The team is also now at huge risk for further injuries. In the sad sack conference they live in, surviving one major injury and making the playoffs is reasonable. They now have 81 more games to get through and if Kyrie or Horford miss any extended time this could get really ugly. It’s hard to imagine them falling all the way out of the playoffs, but what if Horford misses 40 games on top of Hayward missing 81.9?
By best guess is that this team lands in the 4/5 series now, meaning Game 2 of the season may be a very early playoff preview.

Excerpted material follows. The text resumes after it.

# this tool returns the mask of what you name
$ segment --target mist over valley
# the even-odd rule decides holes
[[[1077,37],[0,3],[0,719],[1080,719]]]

It’s hard to answer this without knowing more of Hayward’s diagnosis. If it’s as bad as it first looked, and worse than some reports, it could alter the entire trajectory of his career. If the Celtics are left with a $127M albatross contract for the next four seasons you can basically kiss any dreams of contention goodbye. That’s the kind of extraordinarily bad luck that derails a franchise for a generation. If that were the case, you start talking about trading Kyrie and Horford next summer and rebuilding on a timeline that converges when Hayward clears. It’s ugly and, thankfully, doesn’t appear to be the situation.
If Gordon comes back next season or at the tail end of this one, the opportunities for playing time that the injury opens could still have significant impacts. If Marcus Smart goes from 6th Man to starter, it can change perceptions and impact his next contract. The most likely path to him leaving the Celtics is having a good-but-not-great season while Brown and Tatum show star potential. That could entice one of the few teams with cap space to make a run at him while Boston is forced to think about future contracts and the luxury tax. All three of those things seem more likely with Hayward out, though still not as likely as Smart having a season of progress and then re-signing in Boston.
If Brown and Tatum are now 25+ MPG contributors it will reveal a lot about their prospects and, if you want to go that far, trade values. The world is going to get to see what these guys are. For one night they looked like back-to-back #3 picks. What will they look like in back-to-back games?
Ojeleye may be elevated from “maybe Jae Crowder in three years” to “maybe Jae Crowder next year.” He’s going to get NBA playing time by default, but the why no longer matters and the what takes over. There are 1,000 players trying to make the NBA, 450 full spots open, and 300 roles to fill. Semi Ojeleye may have just moved from one of the 450 to one of the 300. If he proves to be a minimum salary player who can do a job it increases the franchise’s flexibility; if not it forces their hand.
If you want to get really far out there, their own draft pick will be a little better and their appeal as a destination franchise probably got worse. They don’t have any more cap space though, so the possibility of increasing the trade value of other parts is one thin silver lining around a very dark cloud.
Hindsight and Foresight
If Kevin Durant weren’t available, would the Celtics have pursued Al Horford? If Danny Ainge didn’t feel an “obligation” to Horford and Hayward, would he have traded for Kyrie Irving? The team of infinite possibilities finally picked a path and have now had it blocked almost immediately. Realistically though, this team was not going to win the title this season and the development of a group of young players was likely to define their ceiling.
If Hayward returns next season and is full strength by the 2019 playoffs then there might be long-term positives the team can extract from this. It could as easily go there other way, diminishing him long-term and trapping, or exposing, the team as a pretender to the NBA throne.
Today is about stabilizing. Tomorrow is about developing. The future? I wish I knew.